I think the safety aspect of a bike---its lightness and all---should earn it privileges on the road, too. In some cities in Holland, bikes are given priority in traffic. If that were the case here, I'm betting more people would ride them. Is it unreasonable to expect a little something for not being a dangerous polluter? I mean, as a way to encourage riding.

We could start with parking spaces. If a single-person motor vehicle can take up a whole parking space, why can't a single-person bike rider use the open space next to it? Motorcycles can park there. Mopeds, too. I bet even electric bikes get them. I wonder if you rode downtown with four other friends and parked all five bikes in a parking spot big enough for one car---could you pull it off? Bikes can park on the sidewalks, true, but that doesn't mean they have to. There are no signs saying that. But isn't that kind of, a little, beside the point? I mean, in either case, it's people locomoting themselves downtown, and one way just happens to be cleaner and less dangerous. Maybe I want that space, maybe the bike rack is full.
I don't see myself trying this, but I'd like to be able to. Not having a fixed post to lock the bike to is another thing that's beside the point. It's not a small matter, but it's still beside the point, way over there.

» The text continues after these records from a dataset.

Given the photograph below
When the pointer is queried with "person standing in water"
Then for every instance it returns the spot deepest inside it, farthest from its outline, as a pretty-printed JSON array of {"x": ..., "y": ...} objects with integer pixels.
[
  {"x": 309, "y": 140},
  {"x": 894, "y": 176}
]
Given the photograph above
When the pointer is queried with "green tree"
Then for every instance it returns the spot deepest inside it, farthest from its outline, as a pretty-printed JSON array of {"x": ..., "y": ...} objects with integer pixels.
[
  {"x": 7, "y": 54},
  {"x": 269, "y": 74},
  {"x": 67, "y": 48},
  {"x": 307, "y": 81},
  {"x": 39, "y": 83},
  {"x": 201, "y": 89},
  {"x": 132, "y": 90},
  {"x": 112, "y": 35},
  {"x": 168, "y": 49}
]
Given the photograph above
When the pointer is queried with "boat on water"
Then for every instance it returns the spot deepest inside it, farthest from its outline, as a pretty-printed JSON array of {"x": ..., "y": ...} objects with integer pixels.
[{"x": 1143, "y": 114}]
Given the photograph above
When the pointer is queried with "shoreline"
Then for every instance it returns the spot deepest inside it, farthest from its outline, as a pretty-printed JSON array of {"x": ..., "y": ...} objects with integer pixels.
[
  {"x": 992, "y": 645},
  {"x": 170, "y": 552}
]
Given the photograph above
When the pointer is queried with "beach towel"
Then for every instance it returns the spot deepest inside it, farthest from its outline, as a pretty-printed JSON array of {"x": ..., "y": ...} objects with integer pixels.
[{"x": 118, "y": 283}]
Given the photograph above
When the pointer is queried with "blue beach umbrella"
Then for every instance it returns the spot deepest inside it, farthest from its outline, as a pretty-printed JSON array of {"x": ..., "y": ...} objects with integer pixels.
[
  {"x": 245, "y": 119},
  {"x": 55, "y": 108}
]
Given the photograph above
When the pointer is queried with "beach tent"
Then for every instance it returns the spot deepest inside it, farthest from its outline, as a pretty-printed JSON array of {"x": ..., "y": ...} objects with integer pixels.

You often hear your fellow bicyclists say something along the lines of "every time you (do something that isn't carlike), you spoil it for the rest of us."
Is that really true? If it is, why is it true for bicycle riders and not car drivers? You don't hear them complaining about other motorists spoiling their reputation. I think, if somebody in a car can figure out that not all car drivers are exactly the same, the same "one bad apple" approach should apply to bike riders, too. Is there some sociology expert out there who can refute this with good science?

Bikes are green transportation and all, but people don't give up their cars because they're green. You call them green because they shun the Studebaker, banish the Bel Air, eschew the Escalade, give up the Grey car. The behavior explains the label, not the other way around. Unpeel the top layer of green and you'll see the real reasons. They don't own a car. A car's too expensive to park, or spaces are too hard to come by. Their license has been suspended or they don't have one. They want exercise. Pedaling relieves stress and they arrive at their destination invigorated but not sweaty. Commute time is training time. There are lots of reasons to ride instead of drive, but I don't believe greenness is one of them. Maybe avoiding guilt, but that's guilt-avoidance, not greenness.
The problem with greenness as an incentive is it's too weak and deferred. No one person's single commute has a measurable impact on the health of the planet. Cumulatively, yes; singly, no---because we're talking about measurable effects. This doesn't mean don't ride and be green. It means if the goal is to get more people riding, the incentives to ride and disincentives to drive have to be in place, and both of those things are more powerful when they're immediate and dramatic, and weak when they're not. Show me a deferred, barely perceptible consequence that's shared by billions that's more influential than an immediate and dramatic personal one, and I'll give you a million of anything, as long as I have it to give. If not, no dice! (This sort of statement, in the old days, would be taken for what it is. In modern times, it feels sort of like sticking my arm down a dark shaft in a jungle in Borneo and wiggling my fingers for an hour or so.)